La Guinée entend conserver sa monnaie nationale et ne prévoit pas d’adopter l’Eco dès son lancement annoncé en 2027. Cette position ne constitue toutefois pas une rupture avec la CEDEAO : Conakry reste associé aux préparatifs de la monnaie unique, révélant une stratégie à deux niveaux entre souveraineté monétaire et participation à l’intégration régionale.
La Guinée ne semble pas disposée à abandonner prochainement le franc guinéen. Alors que la CEDEAO maintient l’objectif d’une introduction progressive de l’Eco en 2027, les autorités de Conakry ont réaffirmé leur préférence pour la monnaie nationale, considérée comme un instrument de souveraineté et de conduite de la politique économique.

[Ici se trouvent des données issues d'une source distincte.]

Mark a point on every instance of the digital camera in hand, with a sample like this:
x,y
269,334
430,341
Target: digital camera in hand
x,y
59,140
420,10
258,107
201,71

Cette position peut apparaître comme un refus. Elle doit pourtant être nuancée : la Guinée n’a pas annoncé son retrait du programme régional et continue de participer aux discussions institutionnelles sur son avenir.
Le franc guinéen privilégié à court terme
Pour Conakry, rejoindre une union monétaire supposerait de transférer une partie de ses compétences à une future banque centrale régionale et de se conformer à des règles communes en matière de déficit, d’inflation, de dette et de réserves.
Les autorités privilégient donc, à ce stade, le maintien d’un outil monétaire national. Cette décision leur permet de préserver une marge de manœuvre sur le crédit, la liquidité et le taux de change, dans une économie encore exposée à d’importants besoins de financement et de transformation structurelle.
Le choix possède également une forte portée symbolique. Le franc guinéen, créé après l’indépendance, reste associé dans le discours national à l’autonomie économique. Mais cette préférence ne signifie pas nécessairement que Conakry écarte l’Eco de façon définitive.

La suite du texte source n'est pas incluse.